The American Writers Museum celebrates American writers through innovative, state-of-the-art exhibitions and compelling programming.
The influential settlement house offered job training, educational opportunities, and more to residents of Chicago's Near West Side. Hull-House's robust theatre program reflected founder Jane Addams's belief in art as a tool of empowerment. The theatre ran from 1889-2012 and now operates as a museum.
The Hull House originally ran as a settlement house, co-founded by Jane Addams and Elle Gates Starr. In 1899, Addams established an amateur theatre in the Hull House because she felt it benefitted the community to host productions and plays. Between the Greek and other European immigrants, plays of antiquity and productions of Shakespeare were put on as the theatre’s starting productions. Odysseus in Chicago launched the Hull House Theatre into prominence, as it was the first play that filled the auditorium with people of all backgrounds, neighbors, and coworkers, paying their full respects and attention to the performers and the establishment.

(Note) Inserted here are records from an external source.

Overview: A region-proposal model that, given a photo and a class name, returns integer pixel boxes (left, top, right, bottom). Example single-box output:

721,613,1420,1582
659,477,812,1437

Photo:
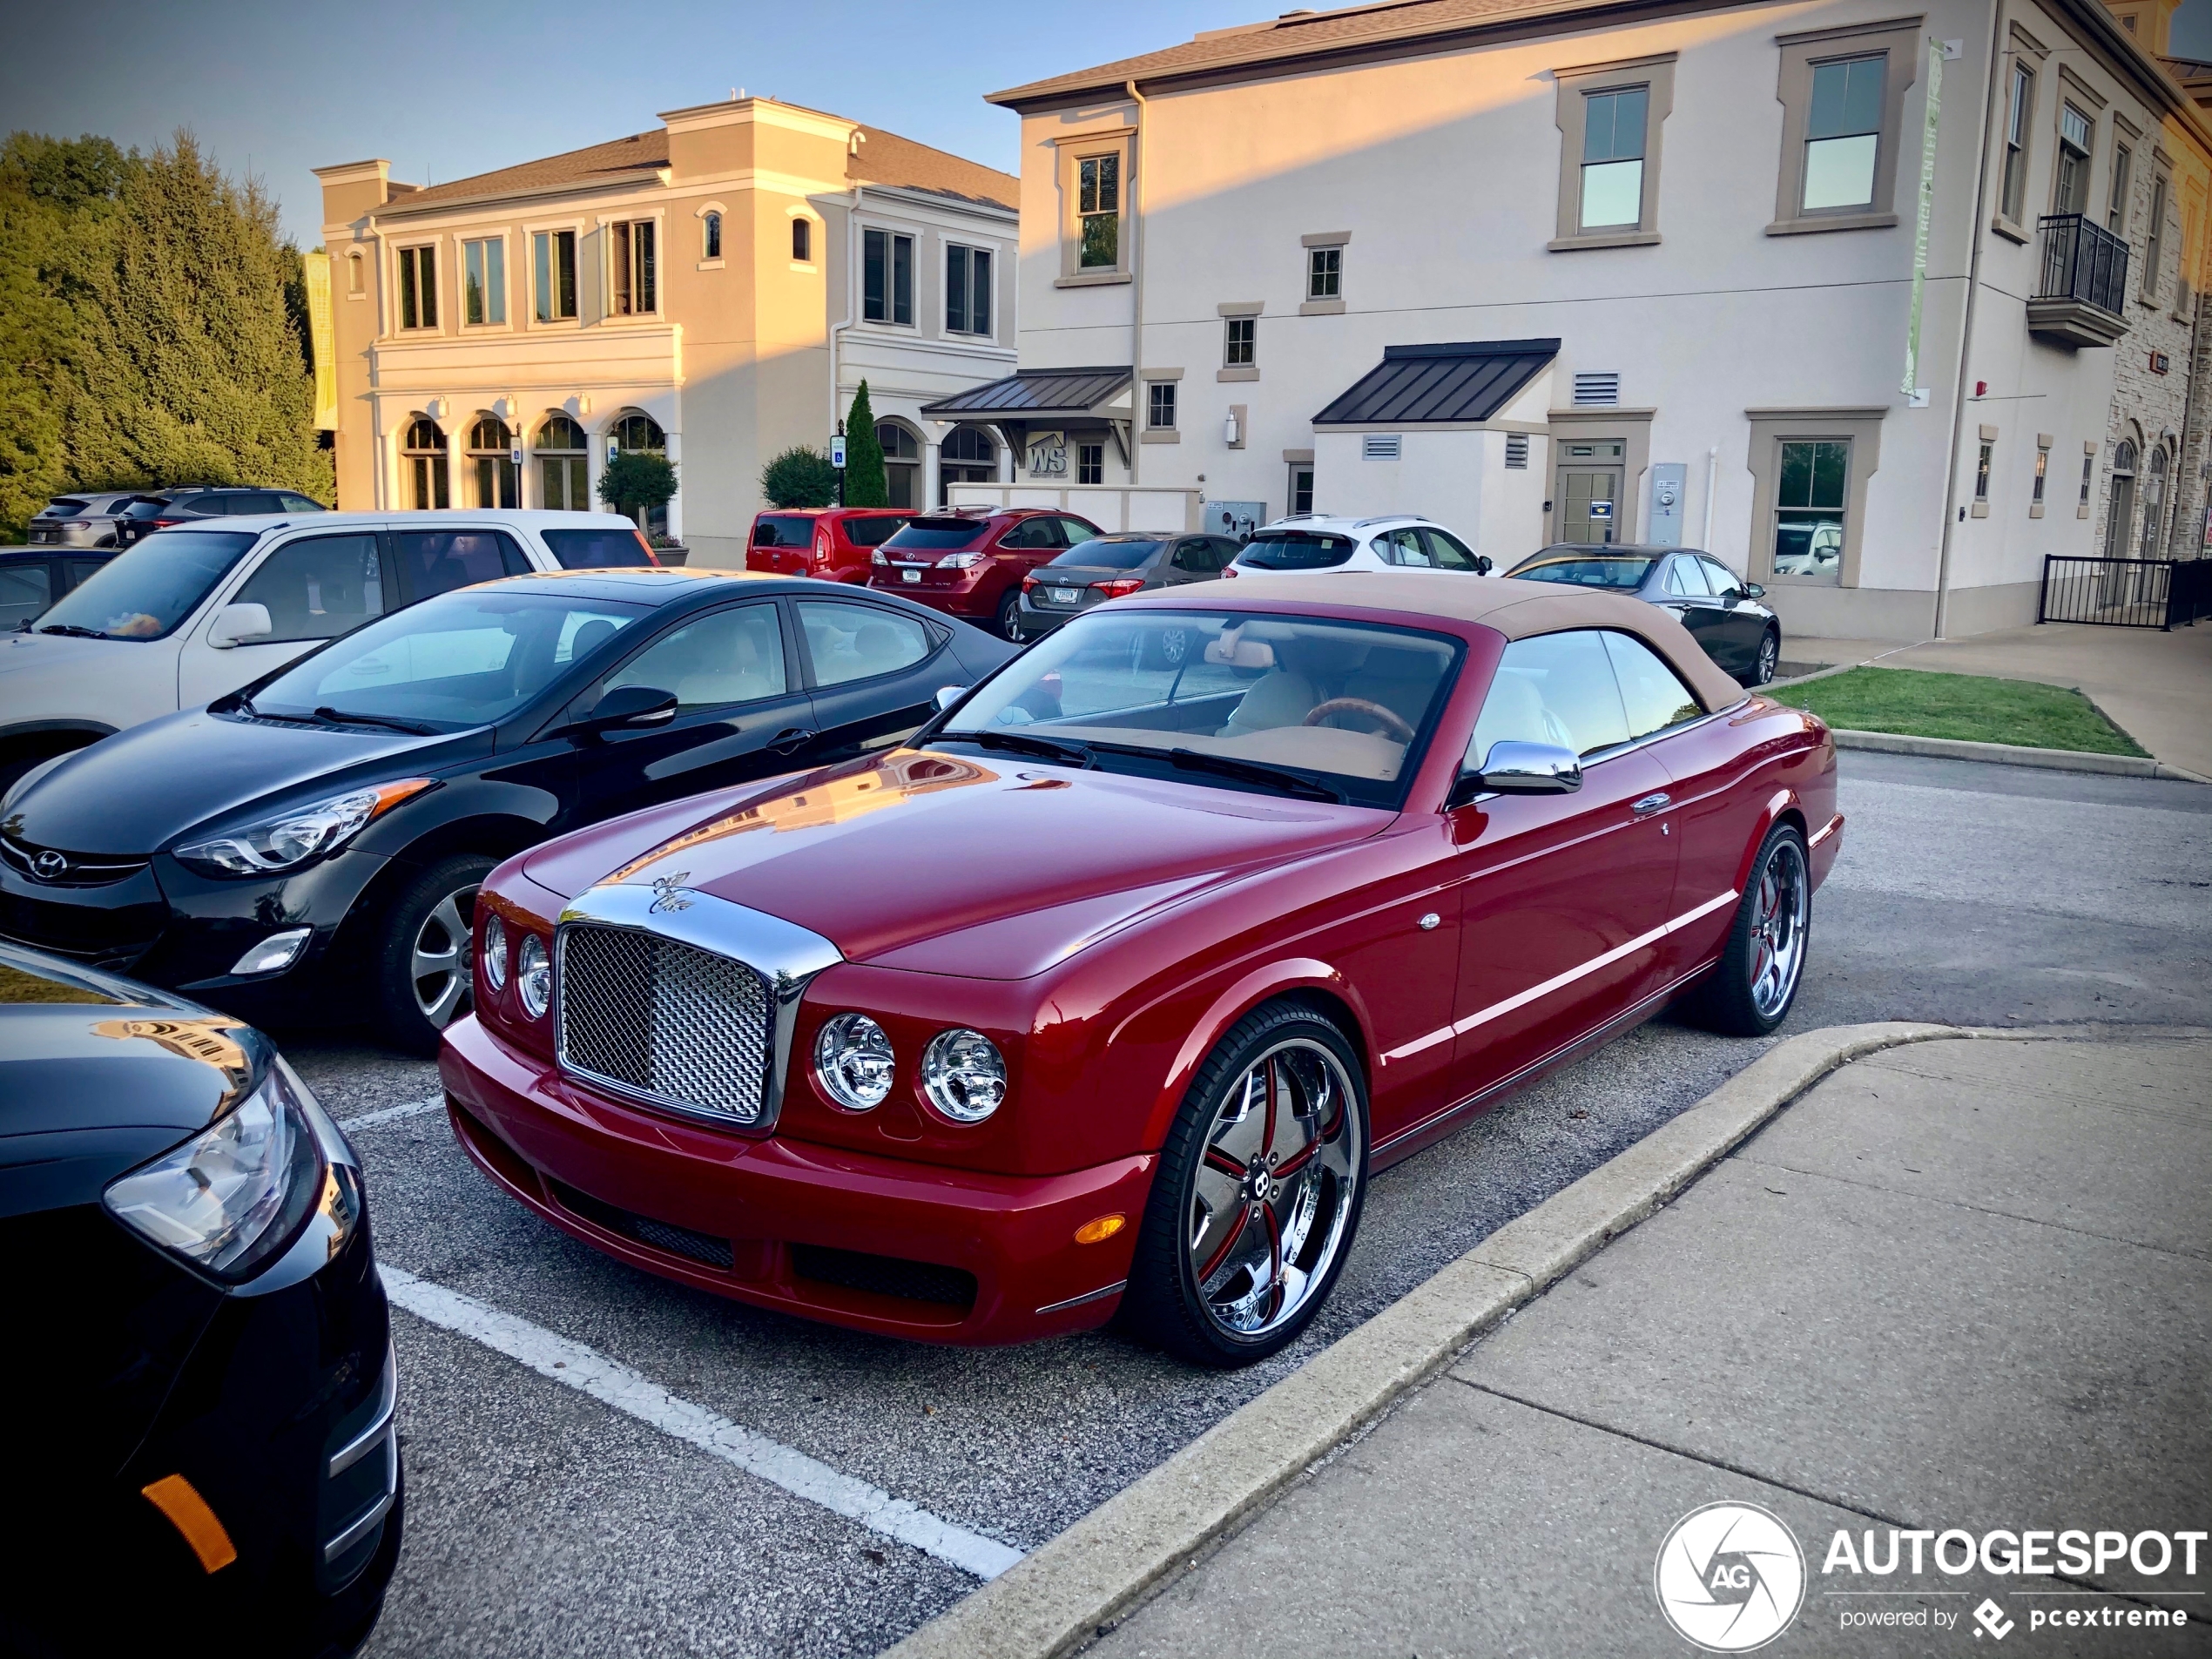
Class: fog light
231,927,310,977
1074,1213,1125,1245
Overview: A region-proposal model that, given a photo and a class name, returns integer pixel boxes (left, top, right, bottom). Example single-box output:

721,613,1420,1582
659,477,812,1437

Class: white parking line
379,1266,1026,1581
339,1095,445,1131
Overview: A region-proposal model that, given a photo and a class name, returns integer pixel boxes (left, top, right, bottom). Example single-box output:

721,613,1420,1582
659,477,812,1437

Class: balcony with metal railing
2027,214,2131,348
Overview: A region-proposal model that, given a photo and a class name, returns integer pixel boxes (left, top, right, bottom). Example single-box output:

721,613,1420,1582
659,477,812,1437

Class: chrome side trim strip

More than half a century later, in 1963, road tours of Broadway productions became more popular, and the Hull House Theatre was a venue for these plays, fostering the development of Chicago theatre companies to the current date. Bob Sickinger, considered the founder of Chicago’s theatre scene, nurtured this environment for young talent, which has noted roots in the Hull House Theatre, even having renowned Viola Spolin as an improvisational techniques instructor.